New Testament Significance
The location and timing of the Alexamenos Graffito reflects the presence and opposition of early Christianity in ancient Rome. In the New Testament, the mockery of Jesus Christ as well as Christianity had already been anticipated.
Jesus foretold that his followers would be hated and persecuted by all nations because of him (Mt 24.9). Besides, Jesus also mentioned that some who once followed him would be ashamed of him and of his words (Mk 8.38; Lk 9:26). Importantly, Jesus claimed that anyone who wants to be his disciple should take up the cross and follow him (Mt 10.38; 16.24; Mk 8.34; Lk 9.23; 14.27). In the Roman Empire, the cross represented shame. Hence, Jesus’ disciples should bear shame and ridicule for his sake, inasmuch as Jesus himself was treated with contempt and mockery (Lk 23.11).
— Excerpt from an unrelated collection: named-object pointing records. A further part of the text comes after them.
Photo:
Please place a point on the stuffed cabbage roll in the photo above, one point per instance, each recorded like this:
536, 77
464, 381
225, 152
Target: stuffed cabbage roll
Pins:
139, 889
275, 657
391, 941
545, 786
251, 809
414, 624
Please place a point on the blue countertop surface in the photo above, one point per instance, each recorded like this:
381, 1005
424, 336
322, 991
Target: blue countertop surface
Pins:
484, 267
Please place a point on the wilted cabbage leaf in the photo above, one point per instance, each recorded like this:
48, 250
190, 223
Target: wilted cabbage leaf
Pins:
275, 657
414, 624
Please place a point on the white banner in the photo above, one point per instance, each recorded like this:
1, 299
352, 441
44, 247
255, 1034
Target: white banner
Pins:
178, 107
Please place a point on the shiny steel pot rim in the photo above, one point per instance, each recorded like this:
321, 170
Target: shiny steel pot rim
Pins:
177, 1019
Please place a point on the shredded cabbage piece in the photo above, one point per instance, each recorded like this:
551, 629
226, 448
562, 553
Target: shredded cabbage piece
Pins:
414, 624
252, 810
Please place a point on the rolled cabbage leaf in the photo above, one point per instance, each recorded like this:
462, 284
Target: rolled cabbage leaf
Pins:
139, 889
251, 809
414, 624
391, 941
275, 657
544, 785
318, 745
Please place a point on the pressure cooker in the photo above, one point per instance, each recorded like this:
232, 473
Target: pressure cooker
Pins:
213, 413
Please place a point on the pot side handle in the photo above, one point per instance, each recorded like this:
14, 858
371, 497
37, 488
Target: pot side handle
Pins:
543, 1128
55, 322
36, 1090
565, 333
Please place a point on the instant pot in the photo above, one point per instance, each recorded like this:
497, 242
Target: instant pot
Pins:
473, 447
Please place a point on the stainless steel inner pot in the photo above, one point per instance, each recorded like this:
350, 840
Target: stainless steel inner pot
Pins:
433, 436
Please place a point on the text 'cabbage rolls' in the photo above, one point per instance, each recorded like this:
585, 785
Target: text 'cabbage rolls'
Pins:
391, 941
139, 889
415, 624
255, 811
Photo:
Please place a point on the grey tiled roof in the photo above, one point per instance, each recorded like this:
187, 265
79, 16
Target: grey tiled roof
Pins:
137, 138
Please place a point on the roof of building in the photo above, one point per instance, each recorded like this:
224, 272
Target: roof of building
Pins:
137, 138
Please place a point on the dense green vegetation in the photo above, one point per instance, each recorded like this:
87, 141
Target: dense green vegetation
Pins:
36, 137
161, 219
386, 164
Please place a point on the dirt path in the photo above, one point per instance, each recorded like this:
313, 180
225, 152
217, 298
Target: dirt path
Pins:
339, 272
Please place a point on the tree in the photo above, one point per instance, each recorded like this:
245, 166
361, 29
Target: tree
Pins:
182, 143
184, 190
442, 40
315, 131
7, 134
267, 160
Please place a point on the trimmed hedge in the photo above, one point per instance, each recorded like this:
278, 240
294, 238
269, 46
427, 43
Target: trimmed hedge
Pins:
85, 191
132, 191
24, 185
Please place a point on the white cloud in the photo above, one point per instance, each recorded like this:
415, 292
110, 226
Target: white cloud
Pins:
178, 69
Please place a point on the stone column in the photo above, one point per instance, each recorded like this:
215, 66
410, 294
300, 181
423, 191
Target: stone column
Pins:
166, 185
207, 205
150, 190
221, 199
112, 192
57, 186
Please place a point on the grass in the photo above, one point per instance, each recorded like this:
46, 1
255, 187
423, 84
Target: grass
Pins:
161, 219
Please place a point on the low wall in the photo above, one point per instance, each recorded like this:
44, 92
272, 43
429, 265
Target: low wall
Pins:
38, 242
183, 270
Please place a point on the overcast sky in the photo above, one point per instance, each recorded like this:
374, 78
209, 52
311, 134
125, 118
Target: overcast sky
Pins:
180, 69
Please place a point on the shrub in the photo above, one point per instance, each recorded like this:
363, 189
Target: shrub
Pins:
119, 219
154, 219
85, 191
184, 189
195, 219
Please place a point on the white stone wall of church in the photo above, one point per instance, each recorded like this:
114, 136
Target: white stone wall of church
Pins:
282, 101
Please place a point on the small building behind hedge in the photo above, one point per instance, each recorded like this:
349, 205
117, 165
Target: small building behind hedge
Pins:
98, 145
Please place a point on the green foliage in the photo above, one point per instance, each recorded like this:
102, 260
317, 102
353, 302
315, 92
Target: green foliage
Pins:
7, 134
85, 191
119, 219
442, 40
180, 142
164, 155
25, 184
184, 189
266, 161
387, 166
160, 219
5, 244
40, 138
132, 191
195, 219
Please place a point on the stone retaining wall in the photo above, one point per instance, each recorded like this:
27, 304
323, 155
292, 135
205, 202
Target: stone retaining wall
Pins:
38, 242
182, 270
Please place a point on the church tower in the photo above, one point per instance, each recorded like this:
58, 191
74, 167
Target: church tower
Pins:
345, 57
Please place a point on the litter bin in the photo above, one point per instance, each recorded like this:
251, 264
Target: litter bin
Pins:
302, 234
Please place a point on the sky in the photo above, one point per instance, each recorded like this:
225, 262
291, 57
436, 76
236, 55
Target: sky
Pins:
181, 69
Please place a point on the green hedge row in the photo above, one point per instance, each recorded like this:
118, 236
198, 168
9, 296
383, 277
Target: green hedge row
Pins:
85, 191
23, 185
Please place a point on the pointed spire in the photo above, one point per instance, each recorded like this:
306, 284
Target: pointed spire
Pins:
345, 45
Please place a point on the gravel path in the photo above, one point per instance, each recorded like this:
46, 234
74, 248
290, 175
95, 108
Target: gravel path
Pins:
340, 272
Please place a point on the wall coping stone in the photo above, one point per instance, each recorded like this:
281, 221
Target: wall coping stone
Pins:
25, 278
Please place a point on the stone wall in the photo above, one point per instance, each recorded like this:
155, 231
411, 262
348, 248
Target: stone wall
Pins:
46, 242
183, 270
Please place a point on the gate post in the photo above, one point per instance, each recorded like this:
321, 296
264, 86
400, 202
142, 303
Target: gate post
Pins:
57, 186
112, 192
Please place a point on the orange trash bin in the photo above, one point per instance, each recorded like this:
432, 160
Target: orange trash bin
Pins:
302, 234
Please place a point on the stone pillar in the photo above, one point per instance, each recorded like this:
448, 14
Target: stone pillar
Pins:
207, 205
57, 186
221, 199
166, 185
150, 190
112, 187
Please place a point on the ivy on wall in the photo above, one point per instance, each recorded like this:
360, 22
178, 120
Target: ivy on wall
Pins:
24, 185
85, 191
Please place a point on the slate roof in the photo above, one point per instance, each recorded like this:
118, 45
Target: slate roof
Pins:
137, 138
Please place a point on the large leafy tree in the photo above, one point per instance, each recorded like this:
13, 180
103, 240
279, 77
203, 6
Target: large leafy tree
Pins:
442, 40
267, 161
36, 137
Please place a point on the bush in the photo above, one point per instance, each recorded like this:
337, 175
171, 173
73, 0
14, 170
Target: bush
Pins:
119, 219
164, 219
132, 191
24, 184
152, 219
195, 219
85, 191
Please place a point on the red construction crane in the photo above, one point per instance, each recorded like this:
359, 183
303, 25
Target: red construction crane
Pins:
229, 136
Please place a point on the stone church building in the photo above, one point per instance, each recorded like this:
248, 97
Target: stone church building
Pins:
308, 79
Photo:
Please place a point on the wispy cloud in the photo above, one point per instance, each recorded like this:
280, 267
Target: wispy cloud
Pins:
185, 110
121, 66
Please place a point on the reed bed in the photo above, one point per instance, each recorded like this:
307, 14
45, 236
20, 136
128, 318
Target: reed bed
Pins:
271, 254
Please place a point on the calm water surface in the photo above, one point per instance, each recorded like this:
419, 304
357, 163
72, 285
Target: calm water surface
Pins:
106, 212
Likewise, apostle Paul also put that the message of the cross seems foolish to non-Christians (1 Cor 1.18, 23). Meanwhile, Paul himself also underwent sufferings for the sake of Jesus Christ and the Christian faith (2 Cor 11. 16-27; 2 Tim 1.8; 2.9). Moreover, the writer of Hebrews encouraged Christians to fix their eyes on Jesus so that they can endure the persecution and shame associated with the cross (Heb 12.2).
In a word, the mockery of Jesus Christ and the Christian faith, expressed by the Alexamenos Graffito, was anticipated in the New Testament.